Watch Before Viewing Moon

Prepare for launch as suggests some atmospheric sci-fi gems to watch before viewing next week’s new release, Moon.

It is the not too distant future and man has solved all of its energy problems with the discovery that an energy rich gas, Helium 3, can be harvested from the surface of the moon. Sam Rockwell plays Sam Bell, a miner on a three year contract on the moon’s surface. He is alone except for the helpful robot Gerty (voiced by Kevin Spacey) and in the final weeks of his contract things start to become a little strange; surface communication seems to be cut off, Gerty begins to act strangely and Sam starts to see a mysterious female figure that he cannot explain. Sam soon discovers he is not alone. When you watch Moon there is a strange sense of sci-fi déjà vu; clearly director Duncan Jones has a lot of affection for the genre and if you’re familiar with some of the greats, you can clearly see his influences. With that in mind, offers this refresher course in great films of the final frontier.

1. 2001: A Space Odyssey

It would be extremely hard to avoid associations with 2001: A Space Odyssey when making a film set on a space station; but then surely that’s a good thing? Stanley Kubrick’s 1968 opus was a design masterpiece and created the definitive look for cinematic space travel.
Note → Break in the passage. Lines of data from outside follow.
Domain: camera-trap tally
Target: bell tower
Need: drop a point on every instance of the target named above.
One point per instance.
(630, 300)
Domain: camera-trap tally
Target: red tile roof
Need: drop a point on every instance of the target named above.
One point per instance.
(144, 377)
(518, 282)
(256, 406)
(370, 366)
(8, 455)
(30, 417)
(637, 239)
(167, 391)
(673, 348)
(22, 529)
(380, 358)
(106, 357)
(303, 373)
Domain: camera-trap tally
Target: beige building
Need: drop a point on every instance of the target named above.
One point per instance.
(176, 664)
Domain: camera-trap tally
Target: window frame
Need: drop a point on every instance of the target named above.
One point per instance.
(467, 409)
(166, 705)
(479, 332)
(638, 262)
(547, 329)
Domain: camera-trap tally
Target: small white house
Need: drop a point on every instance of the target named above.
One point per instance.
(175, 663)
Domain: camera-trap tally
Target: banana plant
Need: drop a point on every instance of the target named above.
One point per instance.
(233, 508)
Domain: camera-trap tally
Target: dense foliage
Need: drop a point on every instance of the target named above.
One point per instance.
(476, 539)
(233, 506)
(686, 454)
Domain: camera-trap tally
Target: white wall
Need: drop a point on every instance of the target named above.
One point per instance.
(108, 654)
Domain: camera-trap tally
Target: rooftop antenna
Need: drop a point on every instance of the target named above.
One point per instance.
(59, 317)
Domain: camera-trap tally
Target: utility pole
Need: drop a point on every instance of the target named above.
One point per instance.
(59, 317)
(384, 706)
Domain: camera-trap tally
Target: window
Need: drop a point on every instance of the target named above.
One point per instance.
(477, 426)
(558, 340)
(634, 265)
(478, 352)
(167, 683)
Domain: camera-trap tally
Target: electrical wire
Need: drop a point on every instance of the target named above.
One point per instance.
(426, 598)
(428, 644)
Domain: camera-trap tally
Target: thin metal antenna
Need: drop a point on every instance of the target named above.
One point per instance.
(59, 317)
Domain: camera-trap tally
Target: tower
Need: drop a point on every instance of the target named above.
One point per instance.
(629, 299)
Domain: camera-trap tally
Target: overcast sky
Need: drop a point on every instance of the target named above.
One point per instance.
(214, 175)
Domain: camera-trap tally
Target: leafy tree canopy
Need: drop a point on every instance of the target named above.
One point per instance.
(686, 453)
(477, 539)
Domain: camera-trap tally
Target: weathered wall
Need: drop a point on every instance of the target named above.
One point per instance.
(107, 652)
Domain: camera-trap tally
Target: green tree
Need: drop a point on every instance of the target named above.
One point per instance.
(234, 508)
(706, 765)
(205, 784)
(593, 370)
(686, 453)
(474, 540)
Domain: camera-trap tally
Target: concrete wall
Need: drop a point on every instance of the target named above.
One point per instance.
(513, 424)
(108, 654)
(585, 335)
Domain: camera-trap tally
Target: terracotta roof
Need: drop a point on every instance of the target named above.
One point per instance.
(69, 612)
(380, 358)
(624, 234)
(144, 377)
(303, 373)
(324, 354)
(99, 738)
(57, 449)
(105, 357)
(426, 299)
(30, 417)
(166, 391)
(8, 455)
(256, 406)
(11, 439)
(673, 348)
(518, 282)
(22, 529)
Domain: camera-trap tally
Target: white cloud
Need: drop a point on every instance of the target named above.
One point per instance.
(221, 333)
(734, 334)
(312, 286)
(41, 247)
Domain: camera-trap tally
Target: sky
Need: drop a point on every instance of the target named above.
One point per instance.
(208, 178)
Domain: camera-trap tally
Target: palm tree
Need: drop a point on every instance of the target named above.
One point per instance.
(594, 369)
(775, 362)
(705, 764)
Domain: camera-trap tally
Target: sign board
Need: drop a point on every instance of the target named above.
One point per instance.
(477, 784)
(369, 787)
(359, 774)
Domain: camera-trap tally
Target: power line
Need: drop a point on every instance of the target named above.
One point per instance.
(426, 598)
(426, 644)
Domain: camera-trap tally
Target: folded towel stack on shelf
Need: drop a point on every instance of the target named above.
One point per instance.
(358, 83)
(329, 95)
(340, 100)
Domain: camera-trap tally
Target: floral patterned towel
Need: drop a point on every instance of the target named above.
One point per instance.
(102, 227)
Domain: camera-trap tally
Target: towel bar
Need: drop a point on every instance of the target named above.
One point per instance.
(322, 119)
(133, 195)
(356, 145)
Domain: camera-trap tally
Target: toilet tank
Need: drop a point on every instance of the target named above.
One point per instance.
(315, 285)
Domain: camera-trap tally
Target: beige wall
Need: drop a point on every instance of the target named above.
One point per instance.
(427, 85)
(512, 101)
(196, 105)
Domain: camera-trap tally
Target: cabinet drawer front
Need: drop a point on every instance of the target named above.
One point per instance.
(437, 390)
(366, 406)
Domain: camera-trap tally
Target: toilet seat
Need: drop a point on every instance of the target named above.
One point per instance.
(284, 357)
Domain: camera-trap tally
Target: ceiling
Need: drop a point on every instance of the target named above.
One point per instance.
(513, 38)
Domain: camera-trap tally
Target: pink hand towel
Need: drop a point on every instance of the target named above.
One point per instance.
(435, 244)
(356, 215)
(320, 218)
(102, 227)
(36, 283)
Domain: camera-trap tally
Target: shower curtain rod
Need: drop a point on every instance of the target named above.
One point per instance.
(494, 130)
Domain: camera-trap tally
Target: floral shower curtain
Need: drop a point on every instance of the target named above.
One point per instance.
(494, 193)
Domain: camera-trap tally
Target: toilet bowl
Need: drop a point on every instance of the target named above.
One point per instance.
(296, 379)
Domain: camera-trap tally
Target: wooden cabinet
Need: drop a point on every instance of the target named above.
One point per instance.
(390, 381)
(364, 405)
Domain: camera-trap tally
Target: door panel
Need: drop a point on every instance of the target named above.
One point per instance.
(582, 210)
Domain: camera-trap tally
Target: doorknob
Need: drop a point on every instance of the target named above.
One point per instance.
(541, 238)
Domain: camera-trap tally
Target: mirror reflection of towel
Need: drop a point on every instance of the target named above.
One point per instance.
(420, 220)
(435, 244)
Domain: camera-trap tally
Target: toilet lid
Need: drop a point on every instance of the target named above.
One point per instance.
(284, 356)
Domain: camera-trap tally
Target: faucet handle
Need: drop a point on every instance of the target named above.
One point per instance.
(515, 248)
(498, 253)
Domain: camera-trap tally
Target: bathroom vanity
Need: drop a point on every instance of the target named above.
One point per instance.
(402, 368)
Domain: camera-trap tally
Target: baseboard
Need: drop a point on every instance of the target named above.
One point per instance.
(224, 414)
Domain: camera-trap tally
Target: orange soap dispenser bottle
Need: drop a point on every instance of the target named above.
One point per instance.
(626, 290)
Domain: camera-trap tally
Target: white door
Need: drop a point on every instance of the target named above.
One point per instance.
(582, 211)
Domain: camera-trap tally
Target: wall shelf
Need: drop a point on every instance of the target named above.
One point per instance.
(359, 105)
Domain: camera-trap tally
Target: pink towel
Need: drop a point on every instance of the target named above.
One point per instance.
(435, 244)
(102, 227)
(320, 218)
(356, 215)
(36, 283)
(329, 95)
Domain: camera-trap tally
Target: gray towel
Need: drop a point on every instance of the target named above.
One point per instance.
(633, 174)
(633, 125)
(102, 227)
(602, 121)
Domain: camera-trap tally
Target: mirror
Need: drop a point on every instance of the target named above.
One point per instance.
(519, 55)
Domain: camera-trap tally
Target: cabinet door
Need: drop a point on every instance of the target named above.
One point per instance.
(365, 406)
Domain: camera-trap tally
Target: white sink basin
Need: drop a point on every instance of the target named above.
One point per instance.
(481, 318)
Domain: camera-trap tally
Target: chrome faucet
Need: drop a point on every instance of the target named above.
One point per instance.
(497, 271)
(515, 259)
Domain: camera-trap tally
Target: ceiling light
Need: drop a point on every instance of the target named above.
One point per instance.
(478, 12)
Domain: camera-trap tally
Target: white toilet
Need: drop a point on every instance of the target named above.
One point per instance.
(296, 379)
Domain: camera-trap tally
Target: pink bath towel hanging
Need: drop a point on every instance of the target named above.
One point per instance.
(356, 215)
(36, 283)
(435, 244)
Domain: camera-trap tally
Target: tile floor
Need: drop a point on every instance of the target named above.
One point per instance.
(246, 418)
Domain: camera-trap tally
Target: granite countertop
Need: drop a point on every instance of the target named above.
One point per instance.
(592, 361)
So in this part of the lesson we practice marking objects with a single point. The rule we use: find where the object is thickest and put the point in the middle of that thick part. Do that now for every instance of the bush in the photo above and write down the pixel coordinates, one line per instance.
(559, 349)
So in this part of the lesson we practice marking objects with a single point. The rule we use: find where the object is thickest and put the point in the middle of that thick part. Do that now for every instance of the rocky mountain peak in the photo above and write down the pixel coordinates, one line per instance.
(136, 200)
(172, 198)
Moon wears this influence on its sleeve (incidentally both were filmed in Shepperton Studios) – the mining station is a clear homage to the interiors of 2001, all gleaming white surfaces. It also showed the potential this beautiful environment has to terrify the audience; as Kubrick transformed the at first benign ship’s computer HAL, into a menacing presence and the beautiful surroundings into a claustrophobic setting.

2. Silent Running

This 1972 film may have passed a lot of sci-fi fans by; it has rarely seen the light of day on television but it is very much worth the effort of getting hold of a copy. The film is set in the not too distant future, when plant life on earth has all but vanished. A preservation effort is underway on a fleet of greenhouse ships orbiting earth. However when orders are given to return most of the fleet to commercial service, one of the workers Freeman Lowell decides to go against orders to preserve his beloved plant life with the help of his robotic colleagues. The film has a wonderful central performance from Bruce Dern and is particularly pertinent in today’s environment.

3. Solaris

Wait come back! We aren’t talking about the tedious remake starring George Clooney! If you’ve only seen that remake you could definitely be forgiven for being less than enthusiastic to see the 1972 Tarkovsky original; but trust us, it’s great! Solaris is a far away planet covered in an ocean that seems to house a mysterious alien consciousness. Kris Kelvin is stationed on the base above the mysterious ocean to investigate but soon begins to see his wife Hari, who died ten years previously. The film is not action-packed but is eerie and atmospheric in a way that’s very reminiscent of 2001.

4. Wall E

All of our films so far have shown how the isolation of space effects human beings but Pixar’s Wall E took it one step forward to look at how 700 years of isolation affects the robot hero. After years of treating the planet like a garbage dump, human beings have been forced to leave planet earth. Wall E is left behind to clear up and over this time he begins to develop human like qualities and longs for some company. As usual for Pixar, the film looks beautiful and Wall E is one of the most compelling characters ever animated – surprising giving the fact that he doesn’t talk further than saying his own name and we have to become endeared to him thanks to his actions – but it’s amazing what a big pair of eyes can do to an audience!